# Play Breakout using Deep Q-Learning

As an agent takes actions and moves through an environment, it learns to map the observed state of the environment to an action. An agent will choose an action in a given state based on a **Q-value**, which is a weighted reward based on the expected highest long-term reward. 

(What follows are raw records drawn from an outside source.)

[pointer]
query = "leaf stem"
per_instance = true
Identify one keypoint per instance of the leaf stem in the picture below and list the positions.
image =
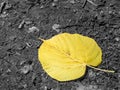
(110, 71)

A **Q-Learning Agent** learns to perform its task such that the recommended action **maximizes the potential future rewards**. This method is considered an *Off-Policy* method, meaning its Q values are updated assuming that the best action was chosen, even if the best action was not chosen.

## Import Dependencies

In [1]:
import gym

import numpy as np
import tensorflow as tf
import tensorflow.keras as ks

## Define Buffer class for Experience Replay

In this class we only have to define the buffer dimension that will limit the number of samples contained by the buffer. This limits the amount of memory required by the program and avoi problems.

In [2]:
class Buffer:
    
    def __init__(self, buffer_dim):
        
        self.buffer_dim = buffer_dim
        self.state_hist = []
        self.action_hist = []
        self.rewards_hist = []
        self.next_state_hist = []
        self.done_hist = []
    
    # Save a sample in the Buffer
    def save(self, state, action, reward, next_state, done):
        self.state_hist.append(state)
        self.action_hist.append(action)
        self.rewards_hist.append(reward)
        self.next_state_hist.append(next_state)
        self.done_hist.append(done)
        
        # Deleting the oldest sample
        if len(self.done_hist) > self.buffer_dim:
            del self.state_hist[0]
            del self.action_hist[0]
            del self.rewards_hist[0]
            del self.next_state_hist[0]
            del self.done_hist[0]
    
    # Get a batch of samples from the Buffer
    def sample(self, batch_size):
        indices = np.random.choice(range(len(self.done_hist)), size=batch_size)
        
        state_sample = np.array([self.state_hist[i] for i in indices])
        action_sample = [self.action_hist[i] for i in indices]
        reward_sample = [self.rewards_hist[i] for i in indices]
        next_state_sample = np.array([self.next_state_hist[i] for i in indices])
        done_sample = tf.convert_to_tensor([float(self.done_hist[i]) for i in indices])
        
        return state_sample, action_sample, reward_sample, next_state_sample, done_sample
    
    # Get the number of samples contained in the Buffer
    def n_samples(self):
        return len(self.done_hist)

## Define Convolutional Neural Network

This network **learns an approximation of the Q-table**, which is a mapping between the states and actions that an agent will take. For every state we'll have four actions, that can be taken. The environment provides the state, and the action is chosen by selecting the larger of the four Q-values predicted in the output layer.

In [3]:
def get_model(input_shape, num_actions):
    
    inputs = ks.layers.Input(input_shape)
    
    x = ks.layers.Conv2D(32, kernel_size=8, strides=4, activation='relu')(inputs)
    x = ks.layers.Conv2D(64, kernel_size=4, strides=2, activation='relu')(x)
    x = ks.layers.Conv2D(64, kernel_size=3, strides=1, activation='relu')(x)
    
    x = ks.layers.Flatten()(x)
    x = ks.layers.Dense(512, activation='relu')(x)
    outputs = ks.layers.Dense(num_actions, activation='linear')(x)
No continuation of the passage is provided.